Radical intensity and cytotoxic activity of curcumin and gallic acid.[Pubmed:9858929]
Anticancer Res. 1998 Sep-Oct;18(5A):3487-91.
Natural phenolic compounds, curcumin and Gallic acid, were compared for their cytotoxic activity in relation to their radical modulating activity. These two compounds induced apoptotic cell death in human promyelocytic leukemic HL-60 cells and human oral squamous carcinoma HSC-4 cells. Curcumin was more cytotoxic than Gallic acid. Catalase reduced significantly the cytotoxic activity of Gallic acid, but not that of curcumin. ESR spectroscopy demonstrated that curcumin produced radicals under alkaline conditions, scavenged the superoxide anion radical, and enhanced the radical intensity of sodium ascorbate at higher concentrations. As compared with curcumin, Gallic acid produced higher amounts of radicals and more efficiently scavenged the superoxide anion radical. Gallic acid reduced the radical intensity of sodium ascorbate, suggesting a possible interaction between these two compounds. These data suggest that curcumin and Gallic acid induce apoptosis by different mechanisms.
Antimelanogenic and antioxidant properties of gallic acid.[Pubmed:17541153]
Biol Pharm Bull. 2007 Jun;30(6):1052-5.
To find novel skin-whitening agents, the melanogenesis inhibitory action of Gallic acid (GA) was investigated.
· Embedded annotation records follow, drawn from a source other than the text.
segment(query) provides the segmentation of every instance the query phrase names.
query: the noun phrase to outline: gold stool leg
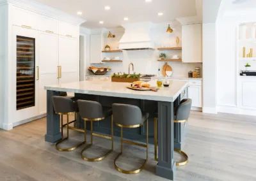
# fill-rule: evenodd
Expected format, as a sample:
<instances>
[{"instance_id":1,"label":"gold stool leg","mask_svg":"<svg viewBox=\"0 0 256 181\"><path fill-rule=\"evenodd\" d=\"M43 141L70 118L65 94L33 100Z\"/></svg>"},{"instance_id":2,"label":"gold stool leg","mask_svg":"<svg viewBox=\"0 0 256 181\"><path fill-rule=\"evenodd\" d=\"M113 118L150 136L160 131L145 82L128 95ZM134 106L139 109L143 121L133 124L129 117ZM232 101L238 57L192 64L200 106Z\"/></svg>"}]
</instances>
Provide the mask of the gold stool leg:
<instances>
[{"instance_id":1,"label":"gold stool leg","mask_svg":"<svg viewBox=\"0 0 256 181\"><path fill-rule=\"evenodd\" d=\"M67 137L64 138L63 137L63 115L61 115L61 135L62 135L62 139L60 140L59 141L58 141L56 145L56 148L57 150L59 150L60 152L70 152L70 151L72 151L74 150L76 150L76 148L77 148L79 147L80 147L81 145L84 143L84 141L78 144L77 145L72 147L72 148L61 148L60 147L58 147L58 145L59 145L60 143L62 143L63 141L64 141L65 140L68 139L68 136L69 136L69 132L68 132L68 115L67 115Z\"/></svg>"},{"instance_id":2,"label":"gold stool leg","mask_svg":"<svg viewBox=\"0 0 256 181\"><path fill-rule=\"evenodd\" d=\"M157 158L157 118L155 117L154 120L154 147L155 147L155 160L156 161L158 161L158 158ZM173 149L175 152L177 152L179 154L180 154L181 155L182 155L185 158L186 160L182 162L176 162L176 166L183 166L183 165L186 165L187 164L188 162L188 155L183 151L179 150L179 149Z\"/></svg>"},{"instance_id":3,"label":"gold stool leg","mask_svg":"<svg viewBox=\"0 0 256 181\"><path fill-rule=\"evenodd\" d=\"M148 120L147 120L147 159L145 160L142 166L139 168L138 169L136 169L134 170L125 170L120 168L119 167L117 166L116 162L118 159L118 158L122 156L123 154L123 127L121 127L121 152L117 156L117 157L115 159L114 164L115 164L115 168L116 169L117 171L119 172L123 173L126 173L126 174L136 174L138 173L140 173L145 167L146 165L146 163L148 161ZM145 146L145 145L144 145Z\"/></svg>"},{"instance_id":4,"label":"gold stool leg","mask_svg":"<svg viewBox=\"0 0 256 181\"><path fill-rule=\"evenodd\" d=\"M87 146L86 146L81 152L81 156L82 157L82 159L83 159L85 161L101 161L102 159L104 159L107 156L108 156L111 152L112 152L113 150L113 147L114 147L114 143L113 143L113 117L112 117L112 119L111 119L111 149L110 150L109 150L105 155L104 155L102 157L97 157L97 158L88 158L84 157L83 155L83 153L87 150L88 148L89 148L90 147L91 147L93 145L93 126L92 126L92 122L93 121L91 120L91 143L88 145ZM85 133L85 132L84 132Z\"/></svg>"}]
</instances>

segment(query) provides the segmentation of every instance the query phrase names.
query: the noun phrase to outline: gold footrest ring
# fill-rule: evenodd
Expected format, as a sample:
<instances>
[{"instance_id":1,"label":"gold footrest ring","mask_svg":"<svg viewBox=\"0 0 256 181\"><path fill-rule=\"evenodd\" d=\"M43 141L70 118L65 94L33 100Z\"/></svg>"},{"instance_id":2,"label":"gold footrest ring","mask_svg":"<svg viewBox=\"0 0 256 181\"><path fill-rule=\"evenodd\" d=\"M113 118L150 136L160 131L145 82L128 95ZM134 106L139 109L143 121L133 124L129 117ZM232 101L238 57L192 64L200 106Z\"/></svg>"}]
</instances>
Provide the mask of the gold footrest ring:
<instances>
[{"instance_id":1,"label":"gold footrest ring","mask_svg":"<svg viewBox=\"0 0 256 181\"><path fill-rule=\"evenodd\" d=\"M92 144L90 143L90 145L88 145L87 146L86 146L81 152L81 156L82 157L82 159L83 159L85 161L101 161L102 159L104 159L107 156L108 156L111 152L112 152L113 149L109 150L104 156L103 156L102 157L97 157L97 158L88 158L84 157L83 155L83 153L87 150L88 148L90 148L92 146Z\"/></svg>"},{"instance_id":2,"label":"gold footrest ring","mask_svg":"<svg viewBox=\"0 0 256 181\"><path fill-rule=\"evenodd\" d=\"M116 161L117 161L117 159L119 158L119 157L120 157L122 156L123 153L120 152L118 156L115 158L114 163L115 163L115 168L116 169L117 171L118 171L119 172L123 173L125 173L125 174L136 174L138 173L140 173L145 167L145 166L146 165L146 163L148 161L148 159L147 159L146 160L145 160L144 163L142 164L142 166L137 169L137 170L122 170L121 168L120 168L119 167L117 166L116 164Z\"/></svg>"},{"instance_id":3,"label":"gold footrest ring","mask_svg":"<svg viewBox=\"0 0 256 181\"><path fill-rule=\"evenodd\" d=\"M58 147L58 145L59 145L60 143L62 143L63 141L64 141L65 140L67 140L68 139L68 137L66 137L65 138L62 138L61 140L58 141L56 145L56 148L57 150L60 151L60 152L70 152L70 151L72 151L74 150L76 150L76 148L77 148L79 147L80 147L81 145L82 145L84 143L84 141L78 144L77 145L76 145L76 147L72 147L72 148L61 148Z\"/></svg>"},{"instance_id":4,"label":"gold footrest ring","mask_svg":"<svg viewBox=\"0 0 256 181\"><path fill-rule=\"evenodd\" d=\"M188 162L188 155L184 152L183 152L183 151L182 151L180 150L179 150L179 149L174 149L174 151L180 154L181 155L182 155L186 158L186 160L184 161L176 162L176 166L183 166L183 165L187 164Z\"/></svg>"}]
</instances>

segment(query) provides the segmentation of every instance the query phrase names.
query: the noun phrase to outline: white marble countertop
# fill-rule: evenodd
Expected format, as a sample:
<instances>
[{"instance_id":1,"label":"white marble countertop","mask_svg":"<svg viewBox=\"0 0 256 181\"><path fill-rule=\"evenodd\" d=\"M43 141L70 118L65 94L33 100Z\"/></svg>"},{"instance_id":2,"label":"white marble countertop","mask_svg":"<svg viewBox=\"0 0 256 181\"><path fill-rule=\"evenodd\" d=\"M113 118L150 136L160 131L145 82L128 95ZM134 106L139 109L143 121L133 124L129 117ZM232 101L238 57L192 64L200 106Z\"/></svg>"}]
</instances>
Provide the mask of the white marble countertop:
<instances>
[{"instance_id":1,"label":"white marble countertop","mask_svg":"<svg viewBox=\"0 0 256 181\"><path fill-rule=\"evenodd\" d=\"M173 80L169 87L162 87L157 92L134 90L125 87L129 85L130 83L113 82L111 80L93 80L47 85L44 89L80 94L173 102L188 86L188 83Z\"/></svg>"},{"instance_id":2,"label":"white marble countertop","mask_svg":"<svg viewBox=\"0 0 256 181\"><path fill-rule=\"evenodd\" d=\"M163 78L164 79L165 76L152 76L151 78ZM168 76L168 79L173 79L173 80L202 80L203 78L202 77L200 78L189 78L188 76Z\"/></svg>"}]
</instances>

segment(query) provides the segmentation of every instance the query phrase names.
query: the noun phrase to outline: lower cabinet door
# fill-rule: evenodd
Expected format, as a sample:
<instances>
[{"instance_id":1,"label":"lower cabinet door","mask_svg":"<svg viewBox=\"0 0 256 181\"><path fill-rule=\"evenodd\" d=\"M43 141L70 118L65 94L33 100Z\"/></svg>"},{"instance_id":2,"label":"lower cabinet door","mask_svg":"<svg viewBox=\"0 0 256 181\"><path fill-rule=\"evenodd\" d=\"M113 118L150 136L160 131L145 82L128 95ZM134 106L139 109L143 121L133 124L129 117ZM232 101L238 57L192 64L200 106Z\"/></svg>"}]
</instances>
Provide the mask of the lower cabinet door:
<instances>
[{"instance_id":1,"label":"lower cabinet door","mask_svg":"<svg viewBox=\"0 0 256 181\"><path fill-rule=\"evenodd\" d=\"M202 87L189 85L188 98L192 99L193 107L202 107Z\"/></svg>"}]
</instances>

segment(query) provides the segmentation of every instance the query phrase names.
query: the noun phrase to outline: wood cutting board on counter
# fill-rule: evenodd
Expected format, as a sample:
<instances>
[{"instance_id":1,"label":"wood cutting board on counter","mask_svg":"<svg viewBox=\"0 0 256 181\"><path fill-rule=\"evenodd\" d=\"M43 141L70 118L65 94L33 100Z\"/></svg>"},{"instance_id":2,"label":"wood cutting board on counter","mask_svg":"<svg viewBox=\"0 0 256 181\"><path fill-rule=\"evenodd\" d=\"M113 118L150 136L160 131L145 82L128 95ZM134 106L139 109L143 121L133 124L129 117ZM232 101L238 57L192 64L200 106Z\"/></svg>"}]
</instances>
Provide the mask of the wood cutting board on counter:
<instances>
[{"instance_id":1,"label":"wood cutting board on counter","mask_svg":"<svg viewBox=\"0 0 256 181\"><path fill-rule=\"evenodd\" d=\"M170 75L169 73L166 74L166 71L170 72L171 71L172 73ZM164 64L164 65L163 66L163 71L162 73L164 76L172 76L172 68L168 64L167 62Z\"/></svg>"}]
</instances>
In this current study, the effects of GA on mushroom tyrosinase, tyrosinase inhibitory activity, and melanin content were assessed in B16 melanoma cells (B16 cells). Results indicated that GA has a strong antityrosinase activity (IC50=3.59x10(-6) M). Furthermore, data on murine tyrosinase activity and melanin biosynthesis revealed that GA effectively suppressed murine tyrosinase action and the amount of melanin. To investigate the relation between GA's inhibition of melanogenesis and antioxidant activity, the effect of GA on reactive species (RS) generation and the reduced glutathione (GSH)/oxidized glutathione (GSSG) ratio in were determined in B16 cells. Results indicated that GA effectively down-regulated the RS generation and enhanced the GSH/GSSG ratio. Based on these results, I propose that GA exerts antimelanogenic activity coupled with antioxidant properties by suppressing RS generation and maintaining a higher GSH/GSSG ratio.